Hintergrund der tatbestandlichen Erweiterung war, dass zuvor böswillige Karikaturen und Beschimpfungen nicht unter den Tatbestand der Gotteslästerung oder anderer Strafgesetze subsumiert und daher nicht sanktioniert werden konnten.283 Ferner stellt seit der Reform die Propagierung von Überzeugungen und Glaubensinhalten, die im Widerspruch zum katholischen Glauben stehen, ein schweres Vergehen dar, soweit der Aufruf während der Arbeitszeit erfolgt oder ein dienstlicher Zusammenhang besteht.

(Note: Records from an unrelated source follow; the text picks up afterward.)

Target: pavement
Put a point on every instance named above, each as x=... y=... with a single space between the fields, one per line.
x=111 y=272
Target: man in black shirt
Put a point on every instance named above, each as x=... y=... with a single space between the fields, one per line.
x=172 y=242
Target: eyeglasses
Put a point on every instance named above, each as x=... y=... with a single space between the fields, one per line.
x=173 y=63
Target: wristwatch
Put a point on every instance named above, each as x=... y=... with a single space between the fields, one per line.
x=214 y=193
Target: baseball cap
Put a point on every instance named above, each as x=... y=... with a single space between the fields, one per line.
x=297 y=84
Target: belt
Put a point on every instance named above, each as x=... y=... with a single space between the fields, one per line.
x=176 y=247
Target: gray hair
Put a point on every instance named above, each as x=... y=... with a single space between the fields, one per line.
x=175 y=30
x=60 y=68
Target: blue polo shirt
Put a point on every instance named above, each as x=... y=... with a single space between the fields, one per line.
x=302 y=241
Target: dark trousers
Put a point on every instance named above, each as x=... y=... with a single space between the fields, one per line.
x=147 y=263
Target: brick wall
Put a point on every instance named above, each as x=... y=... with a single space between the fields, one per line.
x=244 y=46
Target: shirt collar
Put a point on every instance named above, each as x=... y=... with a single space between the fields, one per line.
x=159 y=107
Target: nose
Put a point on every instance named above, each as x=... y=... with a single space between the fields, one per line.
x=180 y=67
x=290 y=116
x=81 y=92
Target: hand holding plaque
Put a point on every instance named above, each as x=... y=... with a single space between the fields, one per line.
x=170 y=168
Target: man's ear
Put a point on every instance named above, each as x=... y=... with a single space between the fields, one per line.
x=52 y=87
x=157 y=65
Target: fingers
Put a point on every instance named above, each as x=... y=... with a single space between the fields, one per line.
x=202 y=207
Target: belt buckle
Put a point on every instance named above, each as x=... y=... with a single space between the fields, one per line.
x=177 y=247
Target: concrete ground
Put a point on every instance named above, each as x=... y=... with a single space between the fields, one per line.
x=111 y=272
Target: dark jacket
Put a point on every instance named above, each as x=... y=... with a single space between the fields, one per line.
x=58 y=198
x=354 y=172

In diesem Sinne tatbestandlich könnte auch das Tragen eines Kopftuchs während der Arbeitszeit sein, da der 5. Senat des BAG284 in einem solchen Verhalten bereits eine nicht hinzunehmende Glaubensbekundung für eine andere Religion erkannt hat.285
Hinsichtlich ihrer katholischen Mitarbeiter stellt die katholische Kirche in Art. 5 Abs. 2 Nr. 2 GrOkathK n.F. nach wie vor andere Anforderungen als an ihre übrigen Mitarbeiter: Der Austritt aus der katholischen Kirche (Art. 5 Abs. 2 Nr. 2 lit. a) GrOkathK n.F.) sowie der Abfall vom katholischen Glauben (Art. 5 Abs. 2 Nr. 2 lit. b) GrOkathK n.F.) bleiben nach katholischem Selbstverständnis schwere Treuebrüche. Da § 5 Abs. 2 S. 1 EKD-RL keinen Grund zur Kündigung annimmt, wenn der betreffende Arbeitnehmer in eine andere Mitgliedskirche der Arbeitsgemeinschaft christlicher Kirchen oder der Evangelischen Freikirchen eintritt, spricht sich ein Teil der Literatur unter dem Gesichtspunkt der Ökumene für eine entsprechende Auslegung des Art. 5 Abs. 2 Nr. 2 lit. a) GrOkathK aus.286
Eine auffällige Neuerung ist, dass die kirchenrechtlich unzulässige Zivilehe gem. Art. 5 Abs. 2 Nr. 2 lit. c) GrokathK nur dann einen schweren Loyalitätsverstoß darstellt, wenn sie „objektiv geeignet“ ist, nach den konkreten Umständen „ein erhebliches Ärgernis in der Dienstgemeinschaft oder im beruflichen Wirkungskreis“ hervorzurufen und eine Beeinträchtigung der Glaubwürdigkeit der Kirche droht. Neu ist auch, dass die Anforderung an die kirchenrechtliche Gültigkeit der Ehe ausdrücklich nur noch für katholische Mitarbeiter gilt und auch hier kumulativ die Interessen der Kirche und der Dienstgemeinschaft bzw. des beruflichen Wirkkreises betroffen sein müssen. Ob der ungültige Eheschluss ein „öffentliches Ärgernis“ i.S.v. Art. 5 Abs. 5 S. 2 GrOkathK a.F. erregt, ist dagegen nunmehr unerheblich. Die Gefährdungseignung des Loyalitätsverstoßes wird bei pastoral oder katechetisch tätigen Mitarbeitern und solchen, die aufgrund einer Missio canonica oder einer sonstigen schriftlich erteilten bischöflichen Beauftragung beschäftigt werden, unwiderlegbar vermutet. Leitende Angestellte oder Personen im erzieherischen Dienst werden vom Wortlaut der Vorschrift nicht mehr erfasst.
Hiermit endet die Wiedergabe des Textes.